Tautomers and UV-Induced Photoisomerization of a Strongly Intramolecularly H-Bonded Aromatic Azo-Dye: 1-(Cyclopropyl)diazo-2-naphthol


Duarte L., Giuliano B. M., Reva I., Fausto R.

JOURNAL OF PHYSICAL CHEMISTRY A, vol.117, no.41, pp.10671-10680, 2013 (SCI-Expanded) identifier identifier identifier

  • Publication Type: Article / Article
  • Volume: 117 Issue: 41
  • Publication Date: 2013
  • Doi Number: 10.1021/jp405061b
  • Journal Name: JOURNAL OF PHYSICAL CHEMISTRY A
  • Journal Indexes: Science Citation Index Expanded (SCI-EXPANDED), Scopus
  • Page Numbers: pp.10671-10680
  • Istanbul Kültür University Affiliated: Yes

Abstract

Aromatic azo compounds have a wide range of industrial applications as dyes in optical and color-changing materials and can also be exploited in the design of new photodynamic molecular systems.
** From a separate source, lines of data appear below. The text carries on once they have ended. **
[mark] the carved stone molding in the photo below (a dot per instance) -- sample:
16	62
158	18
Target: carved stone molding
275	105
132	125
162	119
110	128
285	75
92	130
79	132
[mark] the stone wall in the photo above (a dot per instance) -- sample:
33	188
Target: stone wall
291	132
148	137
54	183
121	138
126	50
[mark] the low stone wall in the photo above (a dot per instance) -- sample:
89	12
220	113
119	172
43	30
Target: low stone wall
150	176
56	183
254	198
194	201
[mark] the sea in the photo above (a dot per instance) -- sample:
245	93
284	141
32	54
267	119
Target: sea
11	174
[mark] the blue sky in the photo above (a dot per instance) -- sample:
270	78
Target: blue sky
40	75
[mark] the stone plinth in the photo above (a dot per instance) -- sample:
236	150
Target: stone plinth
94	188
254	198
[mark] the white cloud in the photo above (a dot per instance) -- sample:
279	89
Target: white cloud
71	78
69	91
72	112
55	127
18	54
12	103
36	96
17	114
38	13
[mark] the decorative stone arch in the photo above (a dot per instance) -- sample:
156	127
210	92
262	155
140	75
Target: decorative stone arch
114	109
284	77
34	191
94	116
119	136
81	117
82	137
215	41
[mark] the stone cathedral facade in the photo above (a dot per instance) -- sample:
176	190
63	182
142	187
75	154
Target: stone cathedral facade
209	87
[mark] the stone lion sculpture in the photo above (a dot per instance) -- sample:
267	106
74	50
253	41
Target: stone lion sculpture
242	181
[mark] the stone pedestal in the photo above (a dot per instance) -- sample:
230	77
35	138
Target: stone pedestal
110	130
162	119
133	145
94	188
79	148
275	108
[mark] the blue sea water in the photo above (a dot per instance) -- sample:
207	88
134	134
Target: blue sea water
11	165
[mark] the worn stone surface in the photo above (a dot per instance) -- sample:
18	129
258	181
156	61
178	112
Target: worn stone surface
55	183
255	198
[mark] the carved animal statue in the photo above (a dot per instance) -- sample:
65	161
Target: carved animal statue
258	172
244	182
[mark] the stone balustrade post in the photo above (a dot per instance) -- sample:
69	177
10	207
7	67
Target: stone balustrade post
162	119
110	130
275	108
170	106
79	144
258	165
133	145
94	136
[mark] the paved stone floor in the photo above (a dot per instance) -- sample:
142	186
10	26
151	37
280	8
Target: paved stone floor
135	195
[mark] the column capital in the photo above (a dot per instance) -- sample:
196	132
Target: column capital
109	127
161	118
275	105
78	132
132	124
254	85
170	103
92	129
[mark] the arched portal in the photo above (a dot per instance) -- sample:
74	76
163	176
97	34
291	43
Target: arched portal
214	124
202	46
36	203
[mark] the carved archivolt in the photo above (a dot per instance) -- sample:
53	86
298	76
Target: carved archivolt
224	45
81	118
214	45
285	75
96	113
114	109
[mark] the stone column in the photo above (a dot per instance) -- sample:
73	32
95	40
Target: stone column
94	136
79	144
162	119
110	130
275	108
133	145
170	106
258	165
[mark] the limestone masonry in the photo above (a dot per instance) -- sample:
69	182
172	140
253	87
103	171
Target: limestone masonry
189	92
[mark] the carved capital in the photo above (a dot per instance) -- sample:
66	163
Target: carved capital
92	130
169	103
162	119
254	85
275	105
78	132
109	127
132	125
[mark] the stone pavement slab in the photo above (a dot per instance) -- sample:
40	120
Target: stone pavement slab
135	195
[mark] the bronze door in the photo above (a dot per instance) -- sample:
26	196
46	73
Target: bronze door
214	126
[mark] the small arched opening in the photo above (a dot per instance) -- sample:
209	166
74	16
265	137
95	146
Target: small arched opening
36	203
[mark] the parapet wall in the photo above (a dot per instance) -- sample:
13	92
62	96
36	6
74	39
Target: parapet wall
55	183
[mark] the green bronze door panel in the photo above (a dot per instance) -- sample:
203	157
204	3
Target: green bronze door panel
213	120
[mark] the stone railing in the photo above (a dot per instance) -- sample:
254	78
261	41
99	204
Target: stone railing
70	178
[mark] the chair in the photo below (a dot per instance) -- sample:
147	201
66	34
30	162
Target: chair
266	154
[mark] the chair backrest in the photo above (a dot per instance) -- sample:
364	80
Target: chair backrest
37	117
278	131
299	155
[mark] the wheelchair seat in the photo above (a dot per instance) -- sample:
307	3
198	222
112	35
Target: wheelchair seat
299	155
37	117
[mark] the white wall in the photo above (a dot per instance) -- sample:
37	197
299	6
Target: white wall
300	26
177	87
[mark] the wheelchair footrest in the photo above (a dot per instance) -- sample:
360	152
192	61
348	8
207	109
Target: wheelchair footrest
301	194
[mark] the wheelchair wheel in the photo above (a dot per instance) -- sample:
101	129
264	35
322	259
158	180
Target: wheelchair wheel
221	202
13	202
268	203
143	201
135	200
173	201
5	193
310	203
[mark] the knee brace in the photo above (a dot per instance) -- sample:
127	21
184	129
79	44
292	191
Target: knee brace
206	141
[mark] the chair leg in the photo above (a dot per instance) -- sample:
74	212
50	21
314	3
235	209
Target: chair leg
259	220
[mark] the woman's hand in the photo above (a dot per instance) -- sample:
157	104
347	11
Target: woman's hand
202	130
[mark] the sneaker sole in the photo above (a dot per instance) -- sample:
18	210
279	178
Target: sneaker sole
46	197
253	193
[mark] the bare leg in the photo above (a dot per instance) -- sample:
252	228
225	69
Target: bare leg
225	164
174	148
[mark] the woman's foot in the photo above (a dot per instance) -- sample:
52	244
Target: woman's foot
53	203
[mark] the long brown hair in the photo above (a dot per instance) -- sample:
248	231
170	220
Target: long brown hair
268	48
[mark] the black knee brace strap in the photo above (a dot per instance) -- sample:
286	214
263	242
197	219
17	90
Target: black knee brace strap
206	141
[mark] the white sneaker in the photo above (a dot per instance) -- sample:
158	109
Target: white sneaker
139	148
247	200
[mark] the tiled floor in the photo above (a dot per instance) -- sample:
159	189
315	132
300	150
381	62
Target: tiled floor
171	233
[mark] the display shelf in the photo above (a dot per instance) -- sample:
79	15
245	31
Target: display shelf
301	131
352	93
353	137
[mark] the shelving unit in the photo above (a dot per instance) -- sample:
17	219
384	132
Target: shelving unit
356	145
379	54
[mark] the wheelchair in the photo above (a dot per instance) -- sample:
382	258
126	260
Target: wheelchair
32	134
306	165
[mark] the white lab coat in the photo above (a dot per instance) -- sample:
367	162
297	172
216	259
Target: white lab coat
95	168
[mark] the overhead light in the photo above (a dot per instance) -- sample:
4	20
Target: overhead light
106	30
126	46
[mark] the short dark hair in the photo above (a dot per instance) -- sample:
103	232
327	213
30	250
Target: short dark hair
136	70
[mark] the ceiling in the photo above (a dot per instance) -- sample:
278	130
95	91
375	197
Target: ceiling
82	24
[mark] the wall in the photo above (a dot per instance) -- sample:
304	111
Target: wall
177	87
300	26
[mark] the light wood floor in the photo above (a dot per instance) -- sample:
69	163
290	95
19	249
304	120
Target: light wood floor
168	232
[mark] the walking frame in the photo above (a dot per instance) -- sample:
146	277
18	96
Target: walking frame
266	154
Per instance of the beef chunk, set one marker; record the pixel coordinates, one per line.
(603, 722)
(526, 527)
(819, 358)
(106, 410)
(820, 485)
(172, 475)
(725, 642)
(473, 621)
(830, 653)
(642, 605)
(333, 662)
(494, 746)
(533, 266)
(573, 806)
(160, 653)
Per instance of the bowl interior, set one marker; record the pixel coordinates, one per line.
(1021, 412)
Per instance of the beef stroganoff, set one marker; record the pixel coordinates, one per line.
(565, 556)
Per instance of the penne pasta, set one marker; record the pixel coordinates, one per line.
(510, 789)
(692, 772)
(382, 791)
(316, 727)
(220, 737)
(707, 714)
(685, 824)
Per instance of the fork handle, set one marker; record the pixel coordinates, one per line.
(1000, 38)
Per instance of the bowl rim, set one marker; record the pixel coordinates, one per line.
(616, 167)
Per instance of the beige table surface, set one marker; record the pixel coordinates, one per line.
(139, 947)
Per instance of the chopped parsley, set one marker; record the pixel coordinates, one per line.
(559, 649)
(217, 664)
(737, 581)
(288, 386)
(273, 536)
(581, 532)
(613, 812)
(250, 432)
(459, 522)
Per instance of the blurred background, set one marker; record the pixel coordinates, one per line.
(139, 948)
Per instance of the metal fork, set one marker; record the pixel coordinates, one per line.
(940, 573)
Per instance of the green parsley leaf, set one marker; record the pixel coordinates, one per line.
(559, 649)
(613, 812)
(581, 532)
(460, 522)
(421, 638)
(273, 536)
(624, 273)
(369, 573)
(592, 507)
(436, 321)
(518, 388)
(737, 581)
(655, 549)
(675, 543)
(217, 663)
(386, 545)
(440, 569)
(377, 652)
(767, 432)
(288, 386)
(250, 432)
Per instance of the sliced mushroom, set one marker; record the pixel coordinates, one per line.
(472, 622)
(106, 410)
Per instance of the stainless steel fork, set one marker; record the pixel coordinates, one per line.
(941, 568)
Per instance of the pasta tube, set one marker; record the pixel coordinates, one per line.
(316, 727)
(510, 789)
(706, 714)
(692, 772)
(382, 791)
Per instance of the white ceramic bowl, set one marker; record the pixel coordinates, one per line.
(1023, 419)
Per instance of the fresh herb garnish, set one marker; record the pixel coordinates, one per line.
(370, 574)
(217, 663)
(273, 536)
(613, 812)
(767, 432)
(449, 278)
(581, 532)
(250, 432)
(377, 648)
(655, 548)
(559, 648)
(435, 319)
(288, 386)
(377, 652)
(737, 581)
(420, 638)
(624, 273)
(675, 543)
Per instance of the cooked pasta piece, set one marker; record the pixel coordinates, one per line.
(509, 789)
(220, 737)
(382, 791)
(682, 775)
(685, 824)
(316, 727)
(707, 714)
The azo derivative 1-(cyclopropyl)diazo-2-naphthol was isolated in low-temperature cryogenic matrices, and its molecular structure, tautomeric equilibrium, and photochemical transformations were characterized by infrared spectroscopy and theoretical calculations. Only azo enol forms having the OH group involved in a strong intramolecular hydrogen bond, forming a six-membered ring with the azo group, were found experimentally. Irradiation with a narrowband source in the near-UV range generates different rotameric and tautomeric azo-enol and keto-hydrazone forms that can be interconverted at different irradiation wavelengths.